On Sept. 7, CBS News posted on its digital media and Youtube a documentary on ultra-processed foods – “Ultra Processed: How Food Tech Consumed the American Diet” – which included footage and interviews from this year's IFT FIRST event.
It’s fairly balanced reporting. IFT (the Institute of Food Technologists), while defending the food industry, noted the documentary “spotlighted the confusion, cultural debate, scientific gaps and need for additional research in ultra-processed foods, showing a broad perspective on a controversial and complicated subject.”
The video starts with the accusatory, “Ultra-processed foods – high in fat, starches, sugar and additives – now make up 73% of the U.S. food supply.” But the very next statement was “Ultra-processed foods provide American families on a budget with convenient, affordable groceries.”
Seconds later, “But some have been linked to growing rates of disease ... As food technologies develop at lightning speed, Americans have to make choices that may risk their health.”

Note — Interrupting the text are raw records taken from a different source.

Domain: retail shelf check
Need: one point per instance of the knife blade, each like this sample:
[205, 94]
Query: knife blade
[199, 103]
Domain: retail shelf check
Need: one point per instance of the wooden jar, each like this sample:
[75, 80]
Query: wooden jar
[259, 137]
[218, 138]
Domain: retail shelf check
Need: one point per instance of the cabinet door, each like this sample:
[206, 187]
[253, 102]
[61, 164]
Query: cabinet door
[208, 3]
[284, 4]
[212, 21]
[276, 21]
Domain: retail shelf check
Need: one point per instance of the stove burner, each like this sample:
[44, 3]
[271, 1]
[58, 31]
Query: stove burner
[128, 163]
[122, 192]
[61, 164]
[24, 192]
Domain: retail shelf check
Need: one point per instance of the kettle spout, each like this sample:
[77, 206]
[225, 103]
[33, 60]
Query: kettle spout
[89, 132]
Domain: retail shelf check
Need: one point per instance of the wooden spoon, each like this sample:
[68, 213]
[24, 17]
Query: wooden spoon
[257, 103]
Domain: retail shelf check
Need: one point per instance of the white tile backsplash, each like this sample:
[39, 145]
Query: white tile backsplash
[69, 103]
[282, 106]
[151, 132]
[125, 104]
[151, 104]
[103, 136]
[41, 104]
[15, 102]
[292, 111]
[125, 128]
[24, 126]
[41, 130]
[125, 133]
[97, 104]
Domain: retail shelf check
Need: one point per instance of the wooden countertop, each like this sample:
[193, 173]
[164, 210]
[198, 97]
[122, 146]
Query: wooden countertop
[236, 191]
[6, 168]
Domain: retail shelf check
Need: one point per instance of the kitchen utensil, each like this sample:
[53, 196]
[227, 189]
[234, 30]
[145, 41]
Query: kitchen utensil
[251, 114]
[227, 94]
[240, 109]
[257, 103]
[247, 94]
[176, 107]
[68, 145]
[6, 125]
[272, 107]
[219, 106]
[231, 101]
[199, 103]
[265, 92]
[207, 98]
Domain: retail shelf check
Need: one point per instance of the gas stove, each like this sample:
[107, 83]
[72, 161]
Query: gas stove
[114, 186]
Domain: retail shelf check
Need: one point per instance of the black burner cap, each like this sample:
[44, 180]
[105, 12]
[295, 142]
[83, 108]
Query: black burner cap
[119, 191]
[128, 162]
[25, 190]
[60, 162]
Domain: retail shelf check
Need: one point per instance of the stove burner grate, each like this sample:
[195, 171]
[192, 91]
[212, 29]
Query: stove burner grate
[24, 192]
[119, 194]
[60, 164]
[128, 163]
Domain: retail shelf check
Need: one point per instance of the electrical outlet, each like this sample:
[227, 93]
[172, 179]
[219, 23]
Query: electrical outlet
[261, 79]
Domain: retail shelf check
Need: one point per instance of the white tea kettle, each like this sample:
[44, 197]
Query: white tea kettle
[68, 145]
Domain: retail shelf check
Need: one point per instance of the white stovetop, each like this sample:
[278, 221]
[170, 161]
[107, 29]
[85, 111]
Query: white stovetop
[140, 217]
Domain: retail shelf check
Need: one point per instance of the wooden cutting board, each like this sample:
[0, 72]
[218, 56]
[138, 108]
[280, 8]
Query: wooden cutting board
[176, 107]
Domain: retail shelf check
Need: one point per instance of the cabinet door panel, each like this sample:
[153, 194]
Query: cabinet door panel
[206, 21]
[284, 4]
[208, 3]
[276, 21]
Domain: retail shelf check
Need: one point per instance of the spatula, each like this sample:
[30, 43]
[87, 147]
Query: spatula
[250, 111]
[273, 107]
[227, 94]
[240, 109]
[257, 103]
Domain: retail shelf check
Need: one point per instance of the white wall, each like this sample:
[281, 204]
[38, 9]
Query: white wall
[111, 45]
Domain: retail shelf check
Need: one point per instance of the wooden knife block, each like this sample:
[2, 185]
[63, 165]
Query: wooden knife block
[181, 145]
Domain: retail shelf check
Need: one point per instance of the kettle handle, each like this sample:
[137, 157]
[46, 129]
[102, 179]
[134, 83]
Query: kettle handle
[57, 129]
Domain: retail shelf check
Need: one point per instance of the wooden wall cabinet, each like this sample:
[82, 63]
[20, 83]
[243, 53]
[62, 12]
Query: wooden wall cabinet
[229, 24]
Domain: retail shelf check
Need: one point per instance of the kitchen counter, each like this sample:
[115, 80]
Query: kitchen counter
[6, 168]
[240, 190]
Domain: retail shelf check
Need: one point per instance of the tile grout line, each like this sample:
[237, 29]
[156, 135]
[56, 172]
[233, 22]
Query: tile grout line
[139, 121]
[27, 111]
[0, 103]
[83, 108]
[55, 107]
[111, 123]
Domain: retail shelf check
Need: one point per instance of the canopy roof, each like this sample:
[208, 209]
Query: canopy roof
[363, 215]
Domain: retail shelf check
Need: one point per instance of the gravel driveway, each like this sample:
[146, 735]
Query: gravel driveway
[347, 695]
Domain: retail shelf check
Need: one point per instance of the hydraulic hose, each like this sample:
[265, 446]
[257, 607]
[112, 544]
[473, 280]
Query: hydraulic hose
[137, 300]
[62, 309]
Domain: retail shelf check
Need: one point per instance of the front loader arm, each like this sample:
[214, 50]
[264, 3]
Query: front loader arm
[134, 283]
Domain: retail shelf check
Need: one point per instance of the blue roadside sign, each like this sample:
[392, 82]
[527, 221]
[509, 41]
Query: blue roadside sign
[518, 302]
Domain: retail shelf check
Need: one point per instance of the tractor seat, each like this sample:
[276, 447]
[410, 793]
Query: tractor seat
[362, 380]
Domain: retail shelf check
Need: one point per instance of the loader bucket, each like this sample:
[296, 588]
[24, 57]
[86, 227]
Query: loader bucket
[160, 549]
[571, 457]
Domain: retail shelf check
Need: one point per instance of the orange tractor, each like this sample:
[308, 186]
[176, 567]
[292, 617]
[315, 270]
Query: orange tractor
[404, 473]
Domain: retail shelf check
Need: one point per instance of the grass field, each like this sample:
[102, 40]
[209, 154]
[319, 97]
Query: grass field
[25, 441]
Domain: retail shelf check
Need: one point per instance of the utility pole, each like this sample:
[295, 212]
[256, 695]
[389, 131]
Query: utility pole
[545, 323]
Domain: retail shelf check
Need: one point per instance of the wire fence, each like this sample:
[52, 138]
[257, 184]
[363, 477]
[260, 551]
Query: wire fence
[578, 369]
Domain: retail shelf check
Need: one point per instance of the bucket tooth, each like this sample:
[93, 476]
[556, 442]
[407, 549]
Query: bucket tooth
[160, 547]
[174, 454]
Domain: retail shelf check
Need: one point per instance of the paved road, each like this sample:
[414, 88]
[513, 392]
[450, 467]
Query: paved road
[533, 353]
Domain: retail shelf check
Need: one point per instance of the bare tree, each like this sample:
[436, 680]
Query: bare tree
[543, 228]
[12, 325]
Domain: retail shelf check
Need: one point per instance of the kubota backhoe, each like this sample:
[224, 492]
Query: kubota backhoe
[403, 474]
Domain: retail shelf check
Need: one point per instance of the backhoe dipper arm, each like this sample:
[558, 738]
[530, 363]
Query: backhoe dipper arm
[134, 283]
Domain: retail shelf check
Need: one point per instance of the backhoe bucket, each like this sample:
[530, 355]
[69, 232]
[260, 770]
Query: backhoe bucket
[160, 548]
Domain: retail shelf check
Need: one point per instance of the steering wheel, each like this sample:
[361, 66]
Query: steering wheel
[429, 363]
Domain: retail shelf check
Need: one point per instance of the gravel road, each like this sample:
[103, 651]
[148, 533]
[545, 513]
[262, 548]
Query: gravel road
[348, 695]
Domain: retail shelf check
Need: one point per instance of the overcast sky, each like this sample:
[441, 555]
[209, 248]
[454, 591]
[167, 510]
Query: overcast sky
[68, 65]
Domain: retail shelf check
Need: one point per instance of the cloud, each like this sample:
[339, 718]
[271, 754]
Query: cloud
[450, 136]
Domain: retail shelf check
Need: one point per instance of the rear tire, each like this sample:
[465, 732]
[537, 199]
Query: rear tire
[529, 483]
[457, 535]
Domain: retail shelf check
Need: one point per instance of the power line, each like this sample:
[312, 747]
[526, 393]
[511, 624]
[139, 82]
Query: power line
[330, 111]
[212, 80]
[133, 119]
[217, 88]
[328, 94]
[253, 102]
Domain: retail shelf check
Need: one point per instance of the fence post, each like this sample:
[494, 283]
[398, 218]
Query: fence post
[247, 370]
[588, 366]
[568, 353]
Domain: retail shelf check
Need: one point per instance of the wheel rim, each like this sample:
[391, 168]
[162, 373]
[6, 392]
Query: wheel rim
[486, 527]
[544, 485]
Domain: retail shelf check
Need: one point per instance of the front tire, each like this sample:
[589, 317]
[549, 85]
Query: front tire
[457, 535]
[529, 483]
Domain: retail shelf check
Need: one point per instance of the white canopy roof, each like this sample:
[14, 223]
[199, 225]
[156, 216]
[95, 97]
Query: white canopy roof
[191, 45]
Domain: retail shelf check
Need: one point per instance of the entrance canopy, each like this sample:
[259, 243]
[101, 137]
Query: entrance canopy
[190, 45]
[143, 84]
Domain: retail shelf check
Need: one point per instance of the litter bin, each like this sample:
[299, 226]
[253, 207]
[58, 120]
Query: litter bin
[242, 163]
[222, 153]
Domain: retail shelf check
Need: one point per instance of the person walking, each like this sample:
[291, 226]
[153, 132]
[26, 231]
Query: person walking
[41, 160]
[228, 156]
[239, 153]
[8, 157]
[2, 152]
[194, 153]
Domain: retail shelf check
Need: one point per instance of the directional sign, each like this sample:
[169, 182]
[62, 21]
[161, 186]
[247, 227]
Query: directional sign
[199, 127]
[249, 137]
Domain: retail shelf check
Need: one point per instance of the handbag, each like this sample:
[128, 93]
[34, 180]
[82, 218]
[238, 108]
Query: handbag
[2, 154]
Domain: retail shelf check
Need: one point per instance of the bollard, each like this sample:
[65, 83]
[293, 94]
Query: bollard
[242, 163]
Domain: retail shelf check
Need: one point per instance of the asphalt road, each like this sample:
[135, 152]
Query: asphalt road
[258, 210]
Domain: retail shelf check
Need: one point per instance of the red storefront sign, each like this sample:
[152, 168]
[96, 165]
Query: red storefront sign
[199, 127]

Interviewees include FDA Commissioner Robert Califf, Senator Bernie Sanders, Kevin Hall of the National Institutes of Health, Vijaya Surampudi of UCLA Health, Bill Aimutis of North Carolina Food Innovation Lab and Emily Broad Leib of Harvard Food Law and Policy Clinic – as well as a mother of four children and a high school student who was diagnosed with pre-diabetes because of a poor diet.
CBS interviewer Adam Yamaguchi asks Califf, “How is it that some chemicals that are in our foods have long been banned elsewhere?” The FDA commissioner explains, “America is a country that likes individual choice and access, and I think our laws reflect that national sentiment.”
Later, Yamaguchi notes the FDA is working on updating its process for approving food ingredients, especially the Generally Recognized As Safe (GRAS) system – which receives quite a bit of scrutiny in the report.
The documentary acknowledges the “growing chorus that’s asking for more protections for consumers.” And Yamaguchi observes from the floor of the IFT show, “A reminder that what we consume today is just as much a product of technology as it is actual food.”
In its statement after the airing of the documentary, IFT noted, “The path to healthier food starts with multi-disciplinary collaboration, including research and events such as IFT FIRST where the brightest minds in the food industry connect every year to address our biggest challenges like ultra-processed foods. From scientists to policy makers and from industry to consumers, IFT stands with all who seek to understand how processed foods impact lives around the world."
The documentary is 21 minutes long, definitely worth viewing. See it at www.youtube.com/watch?v=r03hB_xk5xs or on cbsnews.com/reports and Paramount+.